Shared fault means that the parties involved in an accident share some responsibility for the crash. It could be due to speeding, distracted driving or failure to yield.
Usually, the level of fault assigned to each party determines their entitlement to compensation for the harm and loss suffered. Here is what you should know if you contributed to a crash in Minnesota.
Minnesota’s comparative negligence laws explained
Comparative negligence is a legal principle commonly used to assign blame and award monetary damages to injured parties in a car accident. Minnesota follows a modified comparative negligence rule that allows parties to recover compensation even if they contributed to a crash. However, there is an exception.
The law bars recovery if a party’s degree of fault is more than 50%. It means you cannot recover damages if you majorly contributed to the crash.

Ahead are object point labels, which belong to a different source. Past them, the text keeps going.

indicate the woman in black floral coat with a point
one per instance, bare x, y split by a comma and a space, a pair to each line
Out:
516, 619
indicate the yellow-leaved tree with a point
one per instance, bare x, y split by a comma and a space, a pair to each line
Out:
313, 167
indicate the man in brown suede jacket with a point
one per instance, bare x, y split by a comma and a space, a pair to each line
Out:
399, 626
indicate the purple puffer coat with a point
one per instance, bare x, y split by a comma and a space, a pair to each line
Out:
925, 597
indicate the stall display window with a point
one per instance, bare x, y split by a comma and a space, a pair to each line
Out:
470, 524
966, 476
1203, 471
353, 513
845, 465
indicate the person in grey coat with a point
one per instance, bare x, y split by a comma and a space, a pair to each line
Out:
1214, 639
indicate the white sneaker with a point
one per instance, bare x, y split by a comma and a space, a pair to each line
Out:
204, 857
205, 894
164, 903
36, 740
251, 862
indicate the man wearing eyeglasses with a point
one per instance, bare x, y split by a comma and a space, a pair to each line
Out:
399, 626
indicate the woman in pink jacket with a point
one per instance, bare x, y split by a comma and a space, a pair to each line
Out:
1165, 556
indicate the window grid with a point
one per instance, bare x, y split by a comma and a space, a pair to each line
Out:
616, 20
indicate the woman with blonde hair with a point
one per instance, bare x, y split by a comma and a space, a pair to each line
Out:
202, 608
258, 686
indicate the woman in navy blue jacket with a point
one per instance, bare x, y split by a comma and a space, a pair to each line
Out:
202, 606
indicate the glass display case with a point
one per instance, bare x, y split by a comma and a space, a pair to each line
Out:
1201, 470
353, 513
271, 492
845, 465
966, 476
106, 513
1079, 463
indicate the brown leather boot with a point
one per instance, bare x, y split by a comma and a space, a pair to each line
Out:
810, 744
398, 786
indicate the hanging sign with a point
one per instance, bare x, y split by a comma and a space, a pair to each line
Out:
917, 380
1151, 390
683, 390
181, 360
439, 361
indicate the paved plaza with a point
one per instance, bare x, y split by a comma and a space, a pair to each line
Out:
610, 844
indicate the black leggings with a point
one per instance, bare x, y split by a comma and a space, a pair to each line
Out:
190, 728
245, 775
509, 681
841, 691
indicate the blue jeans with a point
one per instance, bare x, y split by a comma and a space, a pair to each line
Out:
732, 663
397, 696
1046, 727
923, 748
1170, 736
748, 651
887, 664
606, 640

How is fault established after a crash?
There is no one way of ascertaining each party’s level of constitution to a crash. It all depends on the circumstances. The process involves:
- A thorough investigation by law enforcement and insurance companies
- Examining the accident scene
- Speaking to witnesses
- Reviewing traffic laws
- Analyzing any available surveillance footage or vehicle data
Ultimately, each party’s fault is established based on the preponderance of evidence. Statements from drivers and involved parties are taken into account. The police report from the crash scene and expert opinions may also be used to determine liability.
Protect your legal rights
Navigating the complexities of shared fault and comparative negligence can be challenging, especially when dealing with insurance companies. As such, it is prudent to seek legal assistance to help protect your rights, assess the evidence and represent your interests to ensure you receive the maximum compensation possible.